Hi Team, I am trying to deploy cuopt in OCI through helm charts. But i am facing runtime error as part of the deployment. Please find the attached screenshot for reference. Any inputs on this?
Hey, I had few questions regarding this,
- Looking at the logs, it seems container is not able to access GPU resources, have you tried to get a simple nvidia container and run it?
- can you please test whether you can run a sample nvidia container and see whether it is able to find GPUs, you can find an example at the end in this link Install Kubernetes — NVIDIA Cloud Native Technologies documentation
And you can also try to dry run container without trying to fetch cuOpt and check if nvidia GPUs are available,
- Add command from following set of commands in
ea-cuopt-server/templates/deployment.yaml
which you downloaded
containers:
- name: {{ .Chart.Name }}
image: "{{ .Values.registry }}/{{ .Values.nvcuopt.image }}:{{ .Values.nvcuopt.version }}"

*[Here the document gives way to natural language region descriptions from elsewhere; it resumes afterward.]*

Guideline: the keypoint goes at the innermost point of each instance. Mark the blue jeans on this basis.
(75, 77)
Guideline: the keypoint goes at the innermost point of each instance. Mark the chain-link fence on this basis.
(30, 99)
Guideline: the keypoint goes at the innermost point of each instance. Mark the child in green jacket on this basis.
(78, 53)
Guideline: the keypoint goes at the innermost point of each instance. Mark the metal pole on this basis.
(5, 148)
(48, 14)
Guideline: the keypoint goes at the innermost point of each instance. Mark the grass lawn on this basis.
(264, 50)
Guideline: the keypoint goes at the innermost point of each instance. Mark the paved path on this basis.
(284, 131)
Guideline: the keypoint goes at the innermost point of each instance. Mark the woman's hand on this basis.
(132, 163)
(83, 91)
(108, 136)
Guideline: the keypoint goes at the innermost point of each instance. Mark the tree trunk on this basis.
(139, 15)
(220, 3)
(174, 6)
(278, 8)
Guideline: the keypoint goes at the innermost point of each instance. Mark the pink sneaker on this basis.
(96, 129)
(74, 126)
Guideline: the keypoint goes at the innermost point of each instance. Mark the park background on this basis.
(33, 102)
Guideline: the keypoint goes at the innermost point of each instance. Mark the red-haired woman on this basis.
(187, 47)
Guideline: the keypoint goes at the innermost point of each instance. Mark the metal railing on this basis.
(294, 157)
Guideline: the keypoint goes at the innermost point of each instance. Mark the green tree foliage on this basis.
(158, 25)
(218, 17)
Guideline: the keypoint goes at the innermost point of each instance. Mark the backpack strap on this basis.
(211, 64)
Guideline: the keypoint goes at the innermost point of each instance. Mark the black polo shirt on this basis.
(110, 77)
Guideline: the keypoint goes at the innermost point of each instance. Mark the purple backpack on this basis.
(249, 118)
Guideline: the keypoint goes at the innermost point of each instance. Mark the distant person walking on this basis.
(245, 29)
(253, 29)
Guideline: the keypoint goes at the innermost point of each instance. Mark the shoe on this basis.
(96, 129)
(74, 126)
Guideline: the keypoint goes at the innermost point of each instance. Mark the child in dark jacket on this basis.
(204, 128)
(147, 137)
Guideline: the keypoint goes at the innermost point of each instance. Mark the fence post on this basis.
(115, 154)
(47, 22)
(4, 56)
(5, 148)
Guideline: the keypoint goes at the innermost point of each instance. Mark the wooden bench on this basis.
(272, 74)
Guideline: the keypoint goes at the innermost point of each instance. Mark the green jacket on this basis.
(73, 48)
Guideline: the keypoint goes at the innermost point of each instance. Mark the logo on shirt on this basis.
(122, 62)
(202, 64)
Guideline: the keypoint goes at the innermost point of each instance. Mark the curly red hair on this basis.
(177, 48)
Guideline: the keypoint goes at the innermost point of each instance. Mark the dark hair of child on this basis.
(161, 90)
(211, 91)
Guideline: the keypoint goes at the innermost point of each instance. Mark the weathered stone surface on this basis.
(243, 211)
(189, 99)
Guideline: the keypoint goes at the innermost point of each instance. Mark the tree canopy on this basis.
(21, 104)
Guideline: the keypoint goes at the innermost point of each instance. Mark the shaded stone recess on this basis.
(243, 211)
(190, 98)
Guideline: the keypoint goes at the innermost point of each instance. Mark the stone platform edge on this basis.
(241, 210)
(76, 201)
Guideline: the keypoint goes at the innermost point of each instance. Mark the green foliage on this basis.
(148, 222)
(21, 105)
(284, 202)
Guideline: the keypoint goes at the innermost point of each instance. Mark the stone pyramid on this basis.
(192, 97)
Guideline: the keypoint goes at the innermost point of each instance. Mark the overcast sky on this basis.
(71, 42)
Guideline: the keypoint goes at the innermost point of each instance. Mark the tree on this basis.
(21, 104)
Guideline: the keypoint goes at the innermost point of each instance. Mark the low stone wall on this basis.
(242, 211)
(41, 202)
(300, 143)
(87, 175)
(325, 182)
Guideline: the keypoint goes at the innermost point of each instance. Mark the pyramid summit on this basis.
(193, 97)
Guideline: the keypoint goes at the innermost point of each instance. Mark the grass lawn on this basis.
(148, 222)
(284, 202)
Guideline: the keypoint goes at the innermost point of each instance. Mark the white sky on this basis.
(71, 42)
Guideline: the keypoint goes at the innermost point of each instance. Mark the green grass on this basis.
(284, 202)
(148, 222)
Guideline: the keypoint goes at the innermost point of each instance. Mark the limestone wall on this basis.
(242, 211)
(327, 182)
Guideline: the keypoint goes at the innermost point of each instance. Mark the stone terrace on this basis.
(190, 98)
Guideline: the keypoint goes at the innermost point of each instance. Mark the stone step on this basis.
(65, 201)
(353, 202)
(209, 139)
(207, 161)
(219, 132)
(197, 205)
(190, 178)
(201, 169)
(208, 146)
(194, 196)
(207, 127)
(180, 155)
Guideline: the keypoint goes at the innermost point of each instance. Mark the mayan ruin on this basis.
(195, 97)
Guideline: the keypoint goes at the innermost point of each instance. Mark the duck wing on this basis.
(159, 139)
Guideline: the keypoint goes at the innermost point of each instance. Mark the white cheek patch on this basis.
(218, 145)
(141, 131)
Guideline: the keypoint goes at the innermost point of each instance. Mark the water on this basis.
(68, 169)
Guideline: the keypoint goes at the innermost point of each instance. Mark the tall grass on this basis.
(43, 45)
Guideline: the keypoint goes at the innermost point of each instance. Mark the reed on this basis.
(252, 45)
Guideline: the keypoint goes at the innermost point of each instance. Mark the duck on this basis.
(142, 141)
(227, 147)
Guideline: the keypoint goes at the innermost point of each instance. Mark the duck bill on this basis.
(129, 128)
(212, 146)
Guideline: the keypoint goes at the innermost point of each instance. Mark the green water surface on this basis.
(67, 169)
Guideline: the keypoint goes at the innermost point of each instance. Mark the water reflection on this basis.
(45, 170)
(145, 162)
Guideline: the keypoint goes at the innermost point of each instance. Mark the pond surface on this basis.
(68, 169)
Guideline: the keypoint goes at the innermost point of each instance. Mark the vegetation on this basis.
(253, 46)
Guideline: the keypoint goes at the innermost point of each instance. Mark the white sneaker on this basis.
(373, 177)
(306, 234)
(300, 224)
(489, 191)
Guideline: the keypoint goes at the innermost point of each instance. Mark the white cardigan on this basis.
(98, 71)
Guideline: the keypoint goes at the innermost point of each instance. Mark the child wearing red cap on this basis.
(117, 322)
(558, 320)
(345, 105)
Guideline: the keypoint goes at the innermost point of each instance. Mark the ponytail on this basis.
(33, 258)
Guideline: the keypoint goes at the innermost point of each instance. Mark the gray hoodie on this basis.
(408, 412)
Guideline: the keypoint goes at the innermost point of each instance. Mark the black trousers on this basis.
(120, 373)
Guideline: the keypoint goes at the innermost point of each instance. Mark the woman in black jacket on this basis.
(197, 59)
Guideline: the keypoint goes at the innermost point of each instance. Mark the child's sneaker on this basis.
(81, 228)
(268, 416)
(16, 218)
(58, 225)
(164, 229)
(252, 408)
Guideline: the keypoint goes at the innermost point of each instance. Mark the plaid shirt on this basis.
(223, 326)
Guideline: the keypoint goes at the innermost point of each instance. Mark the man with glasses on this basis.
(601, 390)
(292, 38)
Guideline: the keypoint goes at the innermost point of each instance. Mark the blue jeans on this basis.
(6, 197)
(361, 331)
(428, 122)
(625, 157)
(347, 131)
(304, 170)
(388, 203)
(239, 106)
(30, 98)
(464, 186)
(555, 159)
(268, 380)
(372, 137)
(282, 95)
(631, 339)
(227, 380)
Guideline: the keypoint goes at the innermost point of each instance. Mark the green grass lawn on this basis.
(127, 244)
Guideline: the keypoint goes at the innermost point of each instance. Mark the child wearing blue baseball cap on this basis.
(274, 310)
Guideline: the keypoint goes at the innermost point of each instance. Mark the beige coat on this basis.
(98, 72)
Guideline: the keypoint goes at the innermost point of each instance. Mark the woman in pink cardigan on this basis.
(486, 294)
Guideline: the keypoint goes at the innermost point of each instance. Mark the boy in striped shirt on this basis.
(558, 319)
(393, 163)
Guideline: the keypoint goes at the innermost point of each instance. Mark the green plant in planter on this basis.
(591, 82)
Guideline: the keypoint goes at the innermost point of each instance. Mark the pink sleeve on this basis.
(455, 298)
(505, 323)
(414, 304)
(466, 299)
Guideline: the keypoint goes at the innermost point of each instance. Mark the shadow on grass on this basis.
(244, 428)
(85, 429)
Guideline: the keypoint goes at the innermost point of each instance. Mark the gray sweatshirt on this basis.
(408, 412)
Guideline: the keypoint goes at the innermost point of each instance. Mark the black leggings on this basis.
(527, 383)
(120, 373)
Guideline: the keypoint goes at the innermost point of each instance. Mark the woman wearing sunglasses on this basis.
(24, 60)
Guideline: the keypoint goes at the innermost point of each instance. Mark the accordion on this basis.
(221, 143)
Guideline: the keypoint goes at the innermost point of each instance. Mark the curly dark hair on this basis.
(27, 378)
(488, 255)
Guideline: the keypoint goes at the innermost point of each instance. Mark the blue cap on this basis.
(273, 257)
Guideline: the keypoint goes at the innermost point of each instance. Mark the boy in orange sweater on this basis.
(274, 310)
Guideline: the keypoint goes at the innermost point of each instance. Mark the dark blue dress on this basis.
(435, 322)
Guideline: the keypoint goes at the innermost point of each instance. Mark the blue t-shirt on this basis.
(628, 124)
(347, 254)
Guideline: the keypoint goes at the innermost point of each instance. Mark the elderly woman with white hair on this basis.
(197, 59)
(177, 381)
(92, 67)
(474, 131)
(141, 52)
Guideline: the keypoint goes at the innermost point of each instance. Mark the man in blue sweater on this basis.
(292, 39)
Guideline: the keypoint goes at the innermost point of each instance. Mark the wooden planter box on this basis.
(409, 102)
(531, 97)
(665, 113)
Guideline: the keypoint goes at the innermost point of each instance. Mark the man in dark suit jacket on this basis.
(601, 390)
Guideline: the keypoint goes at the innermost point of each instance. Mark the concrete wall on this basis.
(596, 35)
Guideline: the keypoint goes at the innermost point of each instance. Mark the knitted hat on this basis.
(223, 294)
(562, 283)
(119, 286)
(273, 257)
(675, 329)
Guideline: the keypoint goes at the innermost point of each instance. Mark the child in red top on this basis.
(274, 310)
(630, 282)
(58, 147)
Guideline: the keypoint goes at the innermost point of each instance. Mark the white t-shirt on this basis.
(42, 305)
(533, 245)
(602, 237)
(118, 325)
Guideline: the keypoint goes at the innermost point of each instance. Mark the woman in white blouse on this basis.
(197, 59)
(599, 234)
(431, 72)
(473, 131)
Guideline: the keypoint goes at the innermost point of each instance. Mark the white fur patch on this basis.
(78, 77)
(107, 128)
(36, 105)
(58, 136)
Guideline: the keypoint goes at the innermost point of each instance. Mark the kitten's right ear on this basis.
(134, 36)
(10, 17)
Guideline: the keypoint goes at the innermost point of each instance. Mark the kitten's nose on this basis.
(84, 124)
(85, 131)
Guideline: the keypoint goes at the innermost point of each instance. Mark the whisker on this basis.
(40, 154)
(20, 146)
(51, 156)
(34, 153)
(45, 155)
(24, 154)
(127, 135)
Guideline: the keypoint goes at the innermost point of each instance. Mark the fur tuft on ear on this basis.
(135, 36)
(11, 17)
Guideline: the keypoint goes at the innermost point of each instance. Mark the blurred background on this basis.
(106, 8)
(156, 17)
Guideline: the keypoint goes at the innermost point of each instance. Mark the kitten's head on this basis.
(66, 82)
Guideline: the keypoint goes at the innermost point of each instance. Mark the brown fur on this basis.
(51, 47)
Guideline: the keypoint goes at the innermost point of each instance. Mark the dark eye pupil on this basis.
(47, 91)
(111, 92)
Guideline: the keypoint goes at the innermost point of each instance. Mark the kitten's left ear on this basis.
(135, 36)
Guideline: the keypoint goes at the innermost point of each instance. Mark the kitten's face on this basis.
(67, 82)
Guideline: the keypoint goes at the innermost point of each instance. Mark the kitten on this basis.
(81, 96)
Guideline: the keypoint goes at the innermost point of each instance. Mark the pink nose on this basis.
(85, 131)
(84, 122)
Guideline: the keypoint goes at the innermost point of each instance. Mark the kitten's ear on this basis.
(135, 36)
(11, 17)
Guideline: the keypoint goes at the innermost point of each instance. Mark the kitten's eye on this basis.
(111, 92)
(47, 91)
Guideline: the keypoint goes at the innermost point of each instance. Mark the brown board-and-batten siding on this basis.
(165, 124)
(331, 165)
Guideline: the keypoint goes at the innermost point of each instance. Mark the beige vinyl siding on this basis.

command: ["python", "-m", "http.server"]
- Uninstall existing one and install this new one
- Install the updated helm chart
- kubectl -n $NAMESPACE get all
- kubectl exec -it -n $NAMESPACE pod_name /bin/bash
- nvidia-smi
Hi, have you had a chance to try the above steps to diagnose? It seems like maybe the cluster is not successfully GPU-enabled, as @ramakrishnap suggested. Running nvidia-smi would help determine that.
Hi Team, we are working on the solution provided to me. I shall keep you posted on the result.
Thank you.
Hello @gokarna.pavuluri,
Have you solved the issue? I can create an OCI cluster to reproduce and troubleshoot in parallel if we are still looking for a solution.